Maintenance
Restart R session in Rstudio
Use keyboard shortcut Ctrl + Shift + F10
Load the libraries
set.seed(1234)
if (!require("tidyverse")) install.packages("tidyverse"); library("tidyverse")
if (!require("sf")) install.packages("sf"); library("sf")
if (!require("tmap")) install.packages("tmap"); library("tmap")
if (!require("spdep")) install.packages("spdep"); library("spdep")

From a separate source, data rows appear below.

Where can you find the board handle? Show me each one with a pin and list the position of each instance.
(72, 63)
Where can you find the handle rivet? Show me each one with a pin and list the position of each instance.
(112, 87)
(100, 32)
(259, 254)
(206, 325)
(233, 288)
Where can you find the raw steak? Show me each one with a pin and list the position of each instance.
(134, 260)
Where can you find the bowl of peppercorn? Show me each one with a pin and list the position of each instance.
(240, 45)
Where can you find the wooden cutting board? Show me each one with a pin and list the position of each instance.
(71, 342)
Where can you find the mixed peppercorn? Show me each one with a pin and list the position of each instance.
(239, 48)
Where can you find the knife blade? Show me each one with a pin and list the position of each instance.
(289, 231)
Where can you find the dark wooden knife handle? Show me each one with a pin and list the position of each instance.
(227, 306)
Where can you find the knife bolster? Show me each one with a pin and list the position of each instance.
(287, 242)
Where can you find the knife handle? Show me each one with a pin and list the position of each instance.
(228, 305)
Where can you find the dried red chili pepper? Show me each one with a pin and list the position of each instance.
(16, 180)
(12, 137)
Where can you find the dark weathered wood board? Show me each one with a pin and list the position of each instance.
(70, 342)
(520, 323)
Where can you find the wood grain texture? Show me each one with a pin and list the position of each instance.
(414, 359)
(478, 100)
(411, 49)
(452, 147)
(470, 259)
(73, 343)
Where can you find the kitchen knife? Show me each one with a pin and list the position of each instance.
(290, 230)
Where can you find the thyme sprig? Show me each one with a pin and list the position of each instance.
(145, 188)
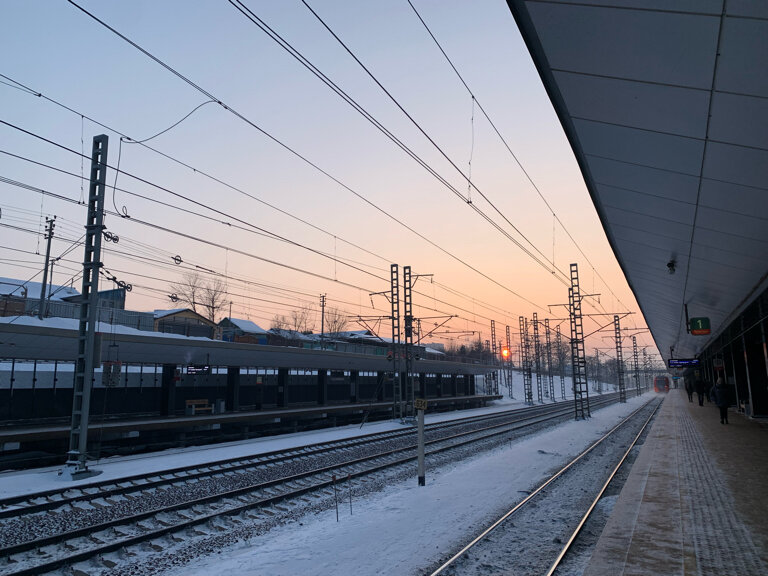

if (!require("sjmisc")) install.packages("sjmisc"); library("sjmisc")
tmap_mode("view")
Load the data
# prepared earlier
SA2_SEIFA <- readRDS("data/SA2_SEIFA.Rds")
From sf to sp
So far we worked with spatial objects represented by simple features from sf library. Long before sf library appeared R used different representation of spatial objects provided by sp library. Many packages might still depend on it so we will learn how to transform the data between then.
One notable example is spdep package that offers very powerful se tof tools to analyse spatial patterns of data.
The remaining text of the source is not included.